How severe does this issue affect your experience of using Ray?
- Medium: It contributes to significant difficulty to complete my task, but I can work around it.
I have a RAY cluster setup on an SGE cluster that I basically manage manual, but each ray worker runs on a separate node in our SGE cluster, with some cap on the memory the worker can use (But NEVER is the same as the memory (or the cores, for that matter) that are ON the physical node)
I have a farily complicated set of ray tasks, which take a lot of memory and occasionally seem to result in the SGE job that runs the ray worker to be killed.
Ray does seem to notice that, and informs me in the logs like this:
The node with node id: c8ecf1ba58c847c9d4a24de1d6001c28565e68d40c39559e9d4287bd and ip: 10.112.80.130 has been marked dead because the detector has missed too many heartbeats from it.
This can happen when a raylet crashes unexpectedly or has lagging heartbeats.
But this does seem to result in the ray task to be marked as failed and the task that waits for that task to be finished, never finishes and seems to be stuck and never times out…
This is the toy example of the workflow I am doing, and each of the tasks in this list runs on a DIFFERENT node (I use placement groups)…I used the fault tolerance from the docs to test, but a worker dying is NOT the same behavior (I think) as the RAYLEY or complete NODE dying, but it shows the workflow that I want to run…
import ray, time
failure_probability = 0.3
max_retries = 5
@ray.remote(max_retries=max_retries)
def third(file_list, c):
time.sleep(0.2)
if np.random.random() < failure_probability:
os._exit(0)
return file_list[0] + '__' + file_list[1] + '__' + str(c)
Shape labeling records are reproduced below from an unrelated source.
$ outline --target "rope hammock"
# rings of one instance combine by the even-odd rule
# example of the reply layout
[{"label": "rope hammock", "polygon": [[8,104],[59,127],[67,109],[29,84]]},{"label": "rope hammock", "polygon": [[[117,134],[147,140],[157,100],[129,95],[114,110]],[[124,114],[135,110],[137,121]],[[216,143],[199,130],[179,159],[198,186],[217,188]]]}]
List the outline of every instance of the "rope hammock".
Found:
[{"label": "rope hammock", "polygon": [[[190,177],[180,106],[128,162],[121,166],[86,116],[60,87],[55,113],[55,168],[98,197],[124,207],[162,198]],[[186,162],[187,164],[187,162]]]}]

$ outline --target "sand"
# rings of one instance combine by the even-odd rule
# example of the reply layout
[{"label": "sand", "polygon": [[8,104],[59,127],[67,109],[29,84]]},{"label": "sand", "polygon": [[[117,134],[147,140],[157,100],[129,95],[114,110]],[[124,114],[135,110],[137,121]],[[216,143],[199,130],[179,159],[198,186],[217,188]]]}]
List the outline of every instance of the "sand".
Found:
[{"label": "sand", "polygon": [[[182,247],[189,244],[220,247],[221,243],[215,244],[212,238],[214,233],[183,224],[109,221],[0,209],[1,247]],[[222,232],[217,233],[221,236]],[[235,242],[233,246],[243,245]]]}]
@ray.remote(max_retries=max_retries)
def second(p, s):
time.sleep(0.2)
if np.random.random() < failure_probability:
os._exit(0)
return p + str(s)
@ray.remote(max_retries=max_retries)
def first(p, snps):
time.sleep(0.2)
if np.random.random() < failure_probability:
os._exit(0)
res = []
for s in snps:
res.append(second.remote(p,s))
file_list = ray.get(res)
#Second loop
res = []
for c in range(10):
res.append(third.remote(file_list,c))
return ray.get(res)
def main(phenos, snps):
res = []
for p in phenos:
res.append(first.remote(p, snps))
return ray.get(res)
print(main(phenos=['a','b','c'], snps=[1,10]))
Results in
A worker died or was killed while executing a task by an unexpected system error. To troubleshoot the problem, check the logs for the dead worker. RayTask ID: e494c7d3c0068ea4c7c1776720910b831040fbd911000000 Worker ID: 2bf54ae7c100622293c2c80281b050a1827074cd40a04d9c572e63ac Node ID: c33f2a707fa8394987e26b47e99efc3cb475d0ced41635f707fe6565 Worker IP address: 10.112.80.183 Worker port: 10079 Worker PID: 185886
A worker [ETC..]
.
.
A worker died or was killed while executing a task by an unexpected system error. To troubleshoot the problem, check the logs for the dead worker. RayTask ID: e6b9016859782817b3463310f9551941dec7b83f11000000 Worker ID: dfbe122b005e2e3ce632ef2a5bf666e400a319950a9afc04365f7474 Node ID: c33f2a707fa8394987e26b47e99efc3cb475d0ced41635f707fe6565 Worker IP address: 10.112.80.183 Worker port: 10086 Worker PID: 223938
[['a1__a10__0', 'a1__a10__1', 'a1__a10__2', 'a1__a10__3', 'a1__a10__4', 'a1__a10__5', 'a1__a10__6', 'a1__a10__7', 'a1__a10__8', 'a1__a10__9'], ['b1__b10__0', 'b1__b10__1', 'b1__b10__2', 'b1__b10__3', 'b1__b10__4', 'b1__b10__5', 'b1__b10__6', 'b1__b10__7', 'b1__b10__8', 'b1__b10__9'], ['c1__c10__0', 'c1__c10__1', 'c1__c10__2', 'c1__c10__3', 'c1__c10__4', 'c1__c10__5', 'c1__c10__6', 'c1__c10__7', 'c1__c10__8', 'c1__c10__9']]
This runs fine in most cases, being able to restart the failed jobs, but I don’t know how I can simulate the node dying, other than just killing the job…
Is there any timeout that can be set for the ray.get step to restart or give up on getting results for a task?